You are viewing a plain text version of this content. The canonical link for it is here.
Posted to common-commits@hadoop.apache.org by sh...@apache.org on 2021/07/16 21:30:52 UTC
[hadoop] 02/03: Add namespace key for INode. (shv)

This is an automated email from the ASF dual-hosted git repository.
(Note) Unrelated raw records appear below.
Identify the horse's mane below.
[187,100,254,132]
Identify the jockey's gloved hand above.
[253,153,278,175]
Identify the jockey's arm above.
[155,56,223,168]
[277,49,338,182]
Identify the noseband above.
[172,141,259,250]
shv pushed a commit to branch fgl
in repository https://gitbox.apache.org/repos/asf/hadoop.git

commit 1829b58b77341b83c9c73f356fa479d9940f6a24
Author: Konstantin V Shvachko <sh...@apache.org>
AuthorDate: Fri May 7 17:51:58 2021 -0700

    Add namespace key for INode. (shv)
---
 .../org/apache/hadoop/util/PartitionedGSet.java    | 80 ++++++++++++++++++----
 .../hadoop/hdfs/server/namenode/FSDirMkdirOp.java  |  3 +
 .../apache/hadoop/hdfs/server/namenode/INode.java  | 40 ++++++++++-
 .../hadoop/hdfs/server/namenode/INodeMap.java      | 71 +++++++++++++++++--
 4 files changed, 176 insertions(+), 18 deletions(-)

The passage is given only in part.